Lorsque Mona Ozouf affirme que le mouvement des gilets jaunes n’est pas un mouvement révolutionnaire, ce n’est pas la révolution qu’elle empêche (qui se fera toujours sans elle), mais le politique qu’elle oblitère.

Le destin contre la liberté libérale

Le destin contre la liberté libérale

Résultat de recherche d'images pour "le destin"

(la vérité est sans patronyme)

  • L’action révolutionnaire n’est pas seulement la révolte mais un travail de déplacement à l’intérieur des dispositifs d’un certain ordre. Le mot d’ordre de cet ordre : la liberté.  C’est bien la liberté, libérale nous insistons, qui assure le lien entre le parasitisme mondain et l’exploitation des économies de subsistance uberisées – le mot désigne aujourd’hui une idéologie fonctionnelle à haut coefficient de rentabilité. La liberté libérale, ce nouveau Dieu profane, cette idole du vide, prête à accueillir tous les corps, tous les esprits, toutes les têtes pensantes et tous les culs du progressisme régressif. A condition d’en être, il va de soi.

 

  • Combien de fois ne nous sommes-nous pas demandés, à propos d’institutions que nous connaissons bien et qu’il s’agirait de rendre « plus libres »  : mais de quoi parlent ces déments ? Comme si la parole censée désigner l’institué ne servait plus désormais qu’à cela : ne surtout rien dire. Le déplacement idéologique fondamental, celui que permettent les innombrables diversions de la liberté, consiste à évider la liberté de toute dimension politique. La liberté, un fait de nature pour les ordo-libéraux de la trique et de la com, une donnée première, un fait irrécusable que risquent d’entraver les défenseurs de la cause du peuple. « On ne revient pas sur une liberté », clamait Raphaël Enthoven au congrès des conventions de la droite et sur les plateaux télévisés de l’écho en meutes d’insignifiance sans adversité réelle. Quel beau programme autistique.

 

  • Fonction syncrétique, cette notion est particulièrement prisée par les intellectuels de diversion, toujours très en vue lorsqu’il s’agit de dénier à la réalité toute réalité. Ce triomphe du modèle libertaire, aujourd’hui soutenu par des milices « pro choix », prêtent à faire le coup de poing dans des universités pour empêcher la conflictualité politique, est une véritable machine de guerre contre le politique justement, contre tout ce qui permet aux citoyens de se penser dans un destin commun et de l’affronter.
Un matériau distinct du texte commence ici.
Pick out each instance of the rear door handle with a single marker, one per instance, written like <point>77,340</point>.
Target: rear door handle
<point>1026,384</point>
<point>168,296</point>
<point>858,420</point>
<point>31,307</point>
Notion essentielle – le destin – car inscrite dans le principe de réalité et le sérieux du procès de travail. Si le destin n’est pas la fatalité, il s’éprouve dans la confrontation avec un ensemble de nécessités sociales, historiques, culturelles. Il est lutte. Professeur de philosophie en 2019, ce n’est pas être libre de penser (formule totalement creuse et publicitaire, bonne pour les troubadours de la fraude fiscale) mais affronter le destin collectif d’une éviction de la pensée, d’une marginalisation de sa discipline. C’est cela le destin : le non-choix de notre situation sociale, historique, culturelle.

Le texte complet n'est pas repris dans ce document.